I’m a writer, so it’s not exactly a newsflash when I tell you I love stories.
I love everything about them. Hearing them. Reading them. Watching them. Telling them. Sharing them.

The first story I remember hearing was about… well, me. My mom used to say that very soon after I was born, my dad woke up in the middle of the night in a panic and he jostled my mom awake and said, “Honey! Why in the world did we name our son CARL? It’s a TERRIBLE name!”
My mom replied sleepily and not a little angrily, “CARL??? Our son’s name is CRAIG!!!”
My dad breathed a sigh of relief. “Oh, thank god. That’s a MUCH better name,” he said and went right back to sleep.
My mom did not.
I wrote my first story when I was about four. I called it “Eddie the Rat & Gus the Ghost.” That’s pretty much all I remember about it — the title, and that at least one of them didn’t make it out of the story alive.

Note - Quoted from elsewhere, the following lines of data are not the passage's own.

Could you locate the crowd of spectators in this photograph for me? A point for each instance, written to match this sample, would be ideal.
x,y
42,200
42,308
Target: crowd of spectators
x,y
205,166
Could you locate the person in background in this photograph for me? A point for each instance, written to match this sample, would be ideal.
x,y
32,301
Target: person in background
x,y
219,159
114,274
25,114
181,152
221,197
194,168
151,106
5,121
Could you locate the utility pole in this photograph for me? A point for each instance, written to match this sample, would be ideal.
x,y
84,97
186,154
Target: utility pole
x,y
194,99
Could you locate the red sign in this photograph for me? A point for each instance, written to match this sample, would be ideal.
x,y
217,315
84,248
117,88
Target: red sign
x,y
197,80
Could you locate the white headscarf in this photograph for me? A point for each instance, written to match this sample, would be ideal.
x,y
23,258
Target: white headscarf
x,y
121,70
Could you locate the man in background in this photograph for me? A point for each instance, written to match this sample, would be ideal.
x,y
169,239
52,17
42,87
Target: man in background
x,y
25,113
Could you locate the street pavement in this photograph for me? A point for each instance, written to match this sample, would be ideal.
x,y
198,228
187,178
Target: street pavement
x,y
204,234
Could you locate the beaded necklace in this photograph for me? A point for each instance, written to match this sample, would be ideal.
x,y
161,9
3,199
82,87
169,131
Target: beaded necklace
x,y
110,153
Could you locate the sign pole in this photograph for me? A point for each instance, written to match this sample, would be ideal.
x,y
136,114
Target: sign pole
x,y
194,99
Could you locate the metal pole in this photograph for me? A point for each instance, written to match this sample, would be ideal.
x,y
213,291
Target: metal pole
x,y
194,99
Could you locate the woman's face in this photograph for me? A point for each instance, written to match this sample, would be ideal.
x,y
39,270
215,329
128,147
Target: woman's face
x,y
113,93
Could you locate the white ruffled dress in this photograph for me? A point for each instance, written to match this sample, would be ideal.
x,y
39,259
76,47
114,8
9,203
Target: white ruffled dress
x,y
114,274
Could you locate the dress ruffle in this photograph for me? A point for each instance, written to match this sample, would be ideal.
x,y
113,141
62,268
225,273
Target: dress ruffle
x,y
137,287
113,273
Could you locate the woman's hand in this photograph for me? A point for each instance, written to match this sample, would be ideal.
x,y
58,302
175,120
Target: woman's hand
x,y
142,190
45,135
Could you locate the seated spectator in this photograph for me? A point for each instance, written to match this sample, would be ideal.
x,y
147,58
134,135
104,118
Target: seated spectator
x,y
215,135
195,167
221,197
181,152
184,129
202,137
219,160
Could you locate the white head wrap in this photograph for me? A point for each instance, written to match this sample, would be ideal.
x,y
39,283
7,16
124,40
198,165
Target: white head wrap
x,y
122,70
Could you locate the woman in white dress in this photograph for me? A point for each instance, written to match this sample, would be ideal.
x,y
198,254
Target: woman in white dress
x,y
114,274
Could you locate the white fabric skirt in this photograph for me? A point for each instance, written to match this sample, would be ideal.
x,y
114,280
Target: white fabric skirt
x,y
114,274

Later, in first grade I think it was, my teacher asked everyone to write a letter to someone famous or someone they wanted to meet or whatever. You know, one of those kind of assignments.
Most kids wrote to the President or Santa Claus or David Hasselhoff.
Not me. I wrote to a guy who told some pretty good stories.
Dr. Seuss.
And guess what?
Dr. Seuss wrote back.
Seriously.

What did he say, you ask?
What pearls of wisdom did he impart upon me, grownup to little Falzone, doctor to student, master storyteller to wannabe scribbler?
Did he mention whether his life — the life of a writer, the kind of life I wanted, surrounded by letters and words and punctuation and all those awful blank pages just sitting there, mocking you, waiting to be filled — was it all worth it?
Well, what Dr. Seuss wrote is…
I have no goddam idea.
Because I can’t remember what he wrote and I don’t have the letter anymore because our school closed for good at the end of the year and we all went to a different school from then on and since I was kind of a quiet kid back then I didn’t exactly make a fuss about not getting the letter back.
But I should’ve.
For the love of Cindy Lou Who, I should’ve.

So if anybody out there who knows the whereabouts of a closet or a storage locker or, hell, even a landfill stuffed with the contents of Mrs. Schick’s class, Pasadena Drive School, Plainview, New York, circa 1978 — you know where to find me.
You might say this is one story I hope isn’t over yet.